First TTP guidelines released at ISTH 2020

A two-year development process has delivered the first ISTH Guidelines for Treatment of Thrombotic Thrombocytopenic Purpura (TTP).

Presented at the ISTH 2020 Virtual Congress and published in the Journal of Thrombosis and Haemostasis, the guidelines include 11 recommendations on the management of TTP although most were based on low certainty evidence.

Nevertheless strong recommendations were made for the addition of corticosteroids to therapeutic plasma exchange for the management of a first acute event and during a relapse.

Conditional recommendations, in the context of very low evidence, were made for the addition of rituximab to corticosteroids and plasma exchange in order to reduce the risk of relapse.

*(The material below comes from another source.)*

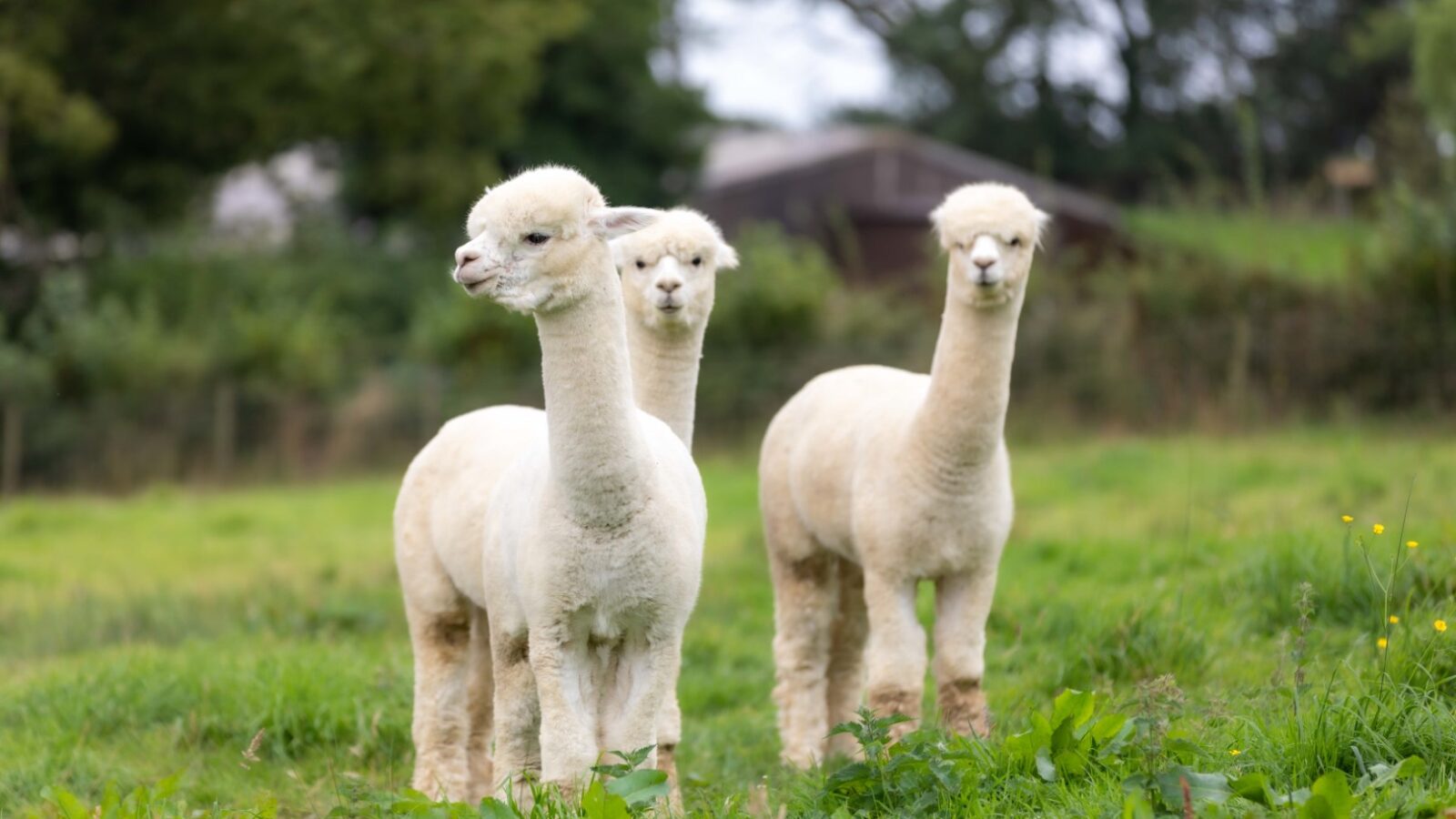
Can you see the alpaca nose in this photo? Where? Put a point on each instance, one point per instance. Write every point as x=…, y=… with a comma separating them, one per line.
x=465, y=256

Co-chair of the international multidisciplinary guideline panel Professor Long Zheng from the University of Kansas, told the Congress that another conditional recommendation was for the use of caplacizumab for the management of a first acute event and during a relapse.

However caplacizumab does not correct the underlying plasma ADAMTS13 deficiency nor does it eliminate autoantibodies against ADAMTS13, the guidelines said.

“The evidence is really coming from a randomised double blind trial published in the NEJM, that demonstrated that caplacizumab reduced the time to normalisation of platelet count as the primary outcome,” Professor Zheng said.

Caplacizumab may also reduce exacerbations as well as improve some composite outcomes including TTP-related death, recurrence of TTP, or a major thromboembolic event, he said.

“For patients with iTTP who are in remission, but still have low ADAMTS13 activity with no clinical signs or symptoms, the Panel suggests the use of rituximab over non-use of rituximab for prophylaxis.”

The Panel recommended either plasma infusion or a watch and wait strategy for patients with congenital TTP who were in remission, and against the use of factor VIII concentrate infusions.

And there were two specific recommendations for the management of immune TTP and congenital TTP in pregnancy.

“For patients with iTTP who are pregnant and have decreased plasma ADAMTS13 activity but with no clinical signs or symptoms, the panel recommends prophylactic treatment over no prophylactic treatment,” Professor Zheng said.

Similarly for patients with cTTP who are pregnant, there was a strong recommendation for prophylactic treatment and a conditional recommendation for plasma infusion rather than factor VIII products.

Professor Zheng said further research was required on how to monitor and act on ADAMTS13 levels in remission and comparative studies between various treatment approaches.